Cats vs Dogs - Part 2 - 98.6% Accuracy - Binary Image Classification with Keras and Transfer Learning
May 12, 2019 -In 2014 Kaggle ran a competition to determine if images contained a dog or a cat. In this series of posts we'll see how easy it is to use Keras to create a 2D convolutional neural network that potentially could have won the contest.
In this post we'll see how we can fine tune a network pretrained on ImageNet and take advantage of transfer learning to reach 98.6% accuracy (the winning entry scored 98.9%).
In part 1 we used Keras to define a neural network architecture from scratch and were able to get to 92.8% categorization accuracy.
In part 3 we'll switch gears a bit and use PyTorch instead of Keras to create an ensemble of models that provides more predictive power than any single model and reaches 99.1% accuracy.

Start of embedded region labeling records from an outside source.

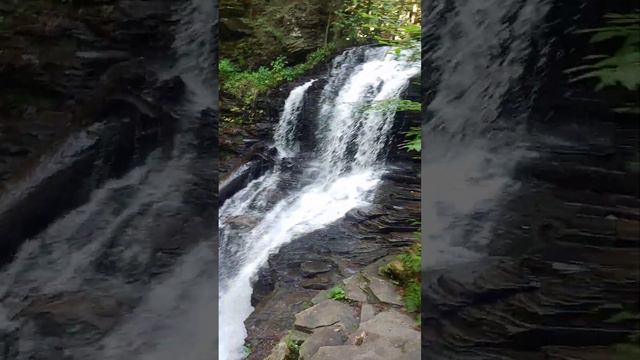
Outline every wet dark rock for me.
[299,326,347,360]
[301,274,333,290]
[18,293,124,344]
[300,261,333,277]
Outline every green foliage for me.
[566,11,640,114]
[400,126,422,153]
[327,286,347,301]
[613,343,640,360]
[284,332,302,360]
[218,46,333,105]
[403,281,422,312]
[364,99,422,153]
[363,99,422,112]
[379,242,422,312]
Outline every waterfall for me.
[422,0,549,267]
[0,0,217,360]
[273,80,315,157]
[219,47,420,360]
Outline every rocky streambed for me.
[0,0,217,360]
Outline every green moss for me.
[379,242,422,312]
[327,286,347,301]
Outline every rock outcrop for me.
[267,257,420,360]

The code is available in a jupyter notebook here. You will need to download the data from the Kaggle competition. The dataset contains 25,000 images of dogs and cats (12,500 from each class). We will create a new dataset containing 3 subsets, a training set with 16,000 images, a validation dataset with 4,500 images and a test set with 4,500 images.
VGG16
We'll use the VGG16 architecture as described in the paper Very Deep Convolutional Networks for Large-Scale Image Recognition by Karen Simonyan and Andrew Zisserman. We're using it because it has a relatively simple architecture and Keras ships with a model that has been pretrained on ImageNet.
Keras includes a number of additional pretrained networks if you want to try with a different one. You could also build the VGG16 network yourself, the code for the Keras implementation is here. It is just a number of Conv2D and MaxPooling2D layers with a dense network on top with a final softmax activation function.

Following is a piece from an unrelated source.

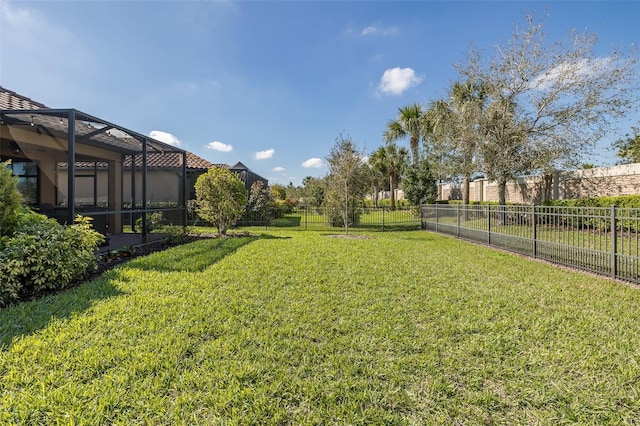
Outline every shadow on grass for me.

Predict what an image contains using VGG16
First we'll make predictions on what one of our images contained. The Keras VGG16 model provided was trained on the ILSVRC ImageNet images containing 1,000 categories. It will be especially useful in this case since it 90 of the 1,000 categories are species of dogs.
First lets take a peek at an image.
from keras.preprocessing import image
from matplotlib.pyplot import imshow
fnames = [os.path.join(train_dogs_dir, fname) for fname in os.listdir(train_dogs_dir)]
img_path = fnames[1] # Choose one image to view
img = image.load_img(img_path, target_size=(224, 224)) # load image and resize it
x = image.img_to_array(img) # Convert to a Numpy array with shape (224, 224, 3)
x = x.reshape((1,) + x.shape)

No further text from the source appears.